Prolegomena to Any Future Metaphysics That Will Be Able to Present Itself as a Science
Prolegomena to Any Future Metaphysics (German edition).jpg
The German edition
Author Immanuel Kant
Original title Prolegomena zu einer jeden künftigen Metaphysik, die als Wissenschaft wird auftreten können
Language German
Subject Philosophy
Published 1783
Media type Print

Prolegomena to Any Future Metaphysics That Will Be Able to Present Itself as a Science (German: Prolegomena zu einer jeden künftigen Metaphysik, die als Wissenschaft wird auftreten können) is a book by the German philosopher Immanuel Kant, published in 1783, two years after the first edition of his Critique of Pure Reason.

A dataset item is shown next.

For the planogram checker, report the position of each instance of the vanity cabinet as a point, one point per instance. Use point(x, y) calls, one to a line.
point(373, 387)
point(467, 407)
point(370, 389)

One of Kant's shorter works, it contains a summary of the Critique‘s main conclusions, sometimes by arguments Kant had not used in the Critique. Kant characterizes his more accessible approach here as an "analytic" one, as opposed to the Critique‘s "synthetic" examination of successive faculties of the mind and their principles.

The book is also intended as a polemic. Kant was disappointed by the poor reception of the Critique of Pure Reason, and here he repeatedly emphasizes the importance of its critical project for the very existence of metaphysics as a science. The final appendix contains a detailed rebuttal to an unfavorable review of the Critique.

In the standard Akademie edition of Kant's works, the Prolegomena takes up part of Volume IV.

Kant declared that the Prolegomena are for the use of both learners and teachers as an heuristic way to discover a science of metaphysics. Unlike other sciences, metaphysics has not yet attained universal and permanent knowledge. There are no standards to distinguish truth from error. Kant asked, "Can metaphysics even be possible?"

David Hume investigated the problem of the origin of the concept of causality. Is the concept of causality truly independent of experience or is it learned from experience? Hume mistakenly attempted to derive the concept of causality from experience. He thought that causality was really based on seeing two objects that were always together in past experience. If causality is not dependent on experience, however, then it may be applied to metaphysical objects, such as an omnipotent God or an immortal Soul. Kant claimed to have logically deduced how causality and other pure concepts originate from human understanding itself, not from experiencing the external world.